According to Yusupova, the FSB also intimidated journalists covering Rossinskaya’s trial. “There was a local journalist who came to every hearing — a nice young woman. We got to know each other and chatted in the hallway before court sessions,” Yusupova said. “Then one day she just vanished. My husband, Sergey [Rossinskaya’s stepfather], called her and said, ‘Hey, where’d you go? There’s another hearing tomorrow.’ And she just said, ‘Sorry, I can’t,’ and that was it.” Yusupova said the same FSB officer threatened the journalist with arrest, though Bereg was unable to independently confirm this.

Rossinskaya’s family is currently raising money to pay off her 320,000-ruble ($4,100) fine.

* * *

In October 2022, several Russian and Ukrainian volunteers, speaking anonymously, told Mediazona that they suspected Rossinskaya of having ties to the FSB. They noted that Russian troops allowed members of the Army of Beauties to enter occupied territories even when pro-war activists were going missing there.

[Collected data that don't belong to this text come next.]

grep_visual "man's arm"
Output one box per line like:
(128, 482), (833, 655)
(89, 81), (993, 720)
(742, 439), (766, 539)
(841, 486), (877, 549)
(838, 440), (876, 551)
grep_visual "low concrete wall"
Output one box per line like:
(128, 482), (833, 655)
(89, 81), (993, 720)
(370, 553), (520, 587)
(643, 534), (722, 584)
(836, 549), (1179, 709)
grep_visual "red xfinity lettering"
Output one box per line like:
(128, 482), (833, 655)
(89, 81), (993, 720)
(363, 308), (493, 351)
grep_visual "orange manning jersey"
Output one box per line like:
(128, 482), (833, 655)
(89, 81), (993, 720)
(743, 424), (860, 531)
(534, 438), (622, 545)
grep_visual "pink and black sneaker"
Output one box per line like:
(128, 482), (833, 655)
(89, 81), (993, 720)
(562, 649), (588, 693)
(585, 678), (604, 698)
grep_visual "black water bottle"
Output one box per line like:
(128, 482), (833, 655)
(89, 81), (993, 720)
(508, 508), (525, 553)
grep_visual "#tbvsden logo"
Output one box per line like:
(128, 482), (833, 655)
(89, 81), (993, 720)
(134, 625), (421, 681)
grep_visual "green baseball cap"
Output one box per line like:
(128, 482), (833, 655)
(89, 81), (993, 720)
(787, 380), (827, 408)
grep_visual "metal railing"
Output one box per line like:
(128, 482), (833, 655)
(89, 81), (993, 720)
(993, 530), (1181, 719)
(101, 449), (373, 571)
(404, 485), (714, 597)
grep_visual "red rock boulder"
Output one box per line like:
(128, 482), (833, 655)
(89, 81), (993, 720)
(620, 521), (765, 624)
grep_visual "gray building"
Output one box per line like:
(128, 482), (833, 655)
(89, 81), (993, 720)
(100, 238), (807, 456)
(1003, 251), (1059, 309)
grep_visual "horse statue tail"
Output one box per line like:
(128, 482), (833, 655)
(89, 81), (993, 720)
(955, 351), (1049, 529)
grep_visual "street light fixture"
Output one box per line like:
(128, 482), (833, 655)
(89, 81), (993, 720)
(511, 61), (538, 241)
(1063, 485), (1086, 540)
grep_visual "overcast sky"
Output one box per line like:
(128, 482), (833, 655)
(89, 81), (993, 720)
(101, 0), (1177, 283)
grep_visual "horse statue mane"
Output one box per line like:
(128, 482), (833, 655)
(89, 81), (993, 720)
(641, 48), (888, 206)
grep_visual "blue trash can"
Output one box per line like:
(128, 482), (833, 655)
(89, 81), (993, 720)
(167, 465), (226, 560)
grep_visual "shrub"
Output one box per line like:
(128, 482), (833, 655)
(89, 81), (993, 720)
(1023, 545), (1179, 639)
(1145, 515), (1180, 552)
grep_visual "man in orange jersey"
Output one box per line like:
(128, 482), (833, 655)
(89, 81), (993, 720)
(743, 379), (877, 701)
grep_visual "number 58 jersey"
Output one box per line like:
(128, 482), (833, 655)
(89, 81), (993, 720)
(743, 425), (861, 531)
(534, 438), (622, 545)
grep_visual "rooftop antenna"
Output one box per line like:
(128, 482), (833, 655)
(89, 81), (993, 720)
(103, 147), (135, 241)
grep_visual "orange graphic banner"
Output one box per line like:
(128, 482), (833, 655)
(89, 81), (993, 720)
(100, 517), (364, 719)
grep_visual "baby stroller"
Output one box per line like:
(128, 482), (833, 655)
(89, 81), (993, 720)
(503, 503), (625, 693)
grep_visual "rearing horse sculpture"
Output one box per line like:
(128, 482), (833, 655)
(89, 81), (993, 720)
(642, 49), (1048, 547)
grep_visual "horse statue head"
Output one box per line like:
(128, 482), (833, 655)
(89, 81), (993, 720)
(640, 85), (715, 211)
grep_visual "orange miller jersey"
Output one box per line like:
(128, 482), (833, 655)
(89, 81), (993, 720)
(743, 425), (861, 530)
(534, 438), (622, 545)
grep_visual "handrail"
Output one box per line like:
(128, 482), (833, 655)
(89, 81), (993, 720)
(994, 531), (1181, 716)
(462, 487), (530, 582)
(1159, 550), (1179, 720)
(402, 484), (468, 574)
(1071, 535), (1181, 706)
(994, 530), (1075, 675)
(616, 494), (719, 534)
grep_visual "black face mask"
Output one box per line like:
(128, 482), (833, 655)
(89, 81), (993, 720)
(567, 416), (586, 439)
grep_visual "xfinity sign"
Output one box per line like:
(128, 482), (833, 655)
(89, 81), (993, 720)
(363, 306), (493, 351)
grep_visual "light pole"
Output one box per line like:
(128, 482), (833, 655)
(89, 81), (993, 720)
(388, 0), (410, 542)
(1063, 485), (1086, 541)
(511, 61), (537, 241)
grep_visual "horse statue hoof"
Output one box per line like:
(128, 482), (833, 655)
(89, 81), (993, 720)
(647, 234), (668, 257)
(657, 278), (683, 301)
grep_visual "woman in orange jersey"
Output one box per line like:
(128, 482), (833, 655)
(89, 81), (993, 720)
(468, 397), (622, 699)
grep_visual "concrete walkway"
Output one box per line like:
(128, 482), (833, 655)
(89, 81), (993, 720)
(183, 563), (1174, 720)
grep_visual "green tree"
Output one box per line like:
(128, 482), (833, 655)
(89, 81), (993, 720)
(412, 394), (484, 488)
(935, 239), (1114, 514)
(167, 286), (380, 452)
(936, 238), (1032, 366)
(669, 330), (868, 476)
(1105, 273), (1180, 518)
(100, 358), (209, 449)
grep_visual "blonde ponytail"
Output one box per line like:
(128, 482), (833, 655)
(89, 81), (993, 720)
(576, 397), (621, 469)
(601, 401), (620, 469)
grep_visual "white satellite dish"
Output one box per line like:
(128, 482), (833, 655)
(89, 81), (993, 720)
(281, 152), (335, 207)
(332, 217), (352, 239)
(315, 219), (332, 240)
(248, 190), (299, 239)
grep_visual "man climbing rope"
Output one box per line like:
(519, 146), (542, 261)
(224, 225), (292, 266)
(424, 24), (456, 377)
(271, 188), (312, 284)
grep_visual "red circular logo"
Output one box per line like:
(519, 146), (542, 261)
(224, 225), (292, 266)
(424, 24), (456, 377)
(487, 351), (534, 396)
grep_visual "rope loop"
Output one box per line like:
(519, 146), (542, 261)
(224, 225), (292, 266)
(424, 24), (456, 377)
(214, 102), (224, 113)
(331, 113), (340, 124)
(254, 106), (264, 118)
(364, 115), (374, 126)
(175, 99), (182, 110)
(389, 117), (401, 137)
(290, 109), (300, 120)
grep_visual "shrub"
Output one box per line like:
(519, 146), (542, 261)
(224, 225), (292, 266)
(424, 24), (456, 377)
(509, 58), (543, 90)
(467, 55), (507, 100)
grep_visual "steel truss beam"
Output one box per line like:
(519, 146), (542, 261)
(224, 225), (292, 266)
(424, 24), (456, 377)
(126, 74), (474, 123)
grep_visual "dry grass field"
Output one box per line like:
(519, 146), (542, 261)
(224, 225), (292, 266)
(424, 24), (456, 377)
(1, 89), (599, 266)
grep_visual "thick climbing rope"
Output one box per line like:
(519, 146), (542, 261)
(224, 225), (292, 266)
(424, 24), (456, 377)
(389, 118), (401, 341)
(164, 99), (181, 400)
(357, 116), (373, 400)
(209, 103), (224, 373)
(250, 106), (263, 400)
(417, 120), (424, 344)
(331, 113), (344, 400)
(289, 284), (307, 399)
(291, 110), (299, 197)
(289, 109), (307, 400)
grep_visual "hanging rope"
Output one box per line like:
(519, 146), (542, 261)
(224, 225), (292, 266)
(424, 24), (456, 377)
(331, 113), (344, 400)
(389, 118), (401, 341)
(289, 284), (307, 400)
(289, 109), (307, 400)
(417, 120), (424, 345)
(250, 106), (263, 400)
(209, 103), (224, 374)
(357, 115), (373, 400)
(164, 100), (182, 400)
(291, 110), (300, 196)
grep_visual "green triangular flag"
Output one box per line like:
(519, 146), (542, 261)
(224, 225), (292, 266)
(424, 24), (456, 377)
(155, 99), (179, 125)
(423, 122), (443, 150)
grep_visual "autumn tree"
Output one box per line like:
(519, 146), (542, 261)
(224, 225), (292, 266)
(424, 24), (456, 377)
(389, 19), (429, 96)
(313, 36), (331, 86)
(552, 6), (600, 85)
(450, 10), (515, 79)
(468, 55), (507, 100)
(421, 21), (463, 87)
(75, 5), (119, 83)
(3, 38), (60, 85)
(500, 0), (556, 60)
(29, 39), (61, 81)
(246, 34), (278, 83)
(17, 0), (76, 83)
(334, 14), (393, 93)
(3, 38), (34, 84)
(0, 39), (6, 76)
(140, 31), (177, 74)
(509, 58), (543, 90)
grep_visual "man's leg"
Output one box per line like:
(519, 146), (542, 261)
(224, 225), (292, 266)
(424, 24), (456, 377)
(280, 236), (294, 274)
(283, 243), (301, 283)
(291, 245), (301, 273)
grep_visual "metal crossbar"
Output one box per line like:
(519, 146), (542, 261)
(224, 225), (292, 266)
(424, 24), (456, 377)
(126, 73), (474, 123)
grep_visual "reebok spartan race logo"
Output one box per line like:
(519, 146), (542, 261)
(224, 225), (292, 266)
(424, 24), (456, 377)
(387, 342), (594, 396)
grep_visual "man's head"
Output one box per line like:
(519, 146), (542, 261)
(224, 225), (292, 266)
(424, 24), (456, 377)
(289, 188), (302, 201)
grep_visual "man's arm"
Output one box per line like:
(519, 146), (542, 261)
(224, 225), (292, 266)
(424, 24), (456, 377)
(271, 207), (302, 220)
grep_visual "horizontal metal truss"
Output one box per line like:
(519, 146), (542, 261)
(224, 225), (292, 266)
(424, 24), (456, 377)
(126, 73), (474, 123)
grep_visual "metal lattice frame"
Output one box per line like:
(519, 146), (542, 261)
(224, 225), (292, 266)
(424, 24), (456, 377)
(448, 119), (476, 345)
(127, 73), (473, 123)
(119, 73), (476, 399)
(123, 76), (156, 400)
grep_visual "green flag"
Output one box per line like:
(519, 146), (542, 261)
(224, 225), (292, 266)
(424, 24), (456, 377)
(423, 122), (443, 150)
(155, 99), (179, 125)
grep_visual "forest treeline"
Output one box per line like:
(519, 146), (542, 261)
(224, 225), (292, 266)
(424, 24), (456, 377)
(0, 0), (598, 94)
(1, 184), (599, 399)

Rossinskaya denied the accusations, saying she must have “gotten in someone’s way.” After her sentencing, feminist activist Daria Serenko wrote on Twitter:

I’m deeply ashamed that two years ago I gave in to the conspiracy panic about Nadine and her Army of Beauties possibly being connected to the cops or “shady” in some way. It doesn’t matter that I heard it from 20 different people — including some Ukrainian activists and Russian journalists. I think we all lost our minds back then and we were wrong. And honestly, things always seem “shady” when the work is that dangerous — because you just can’t talk openly about half of it.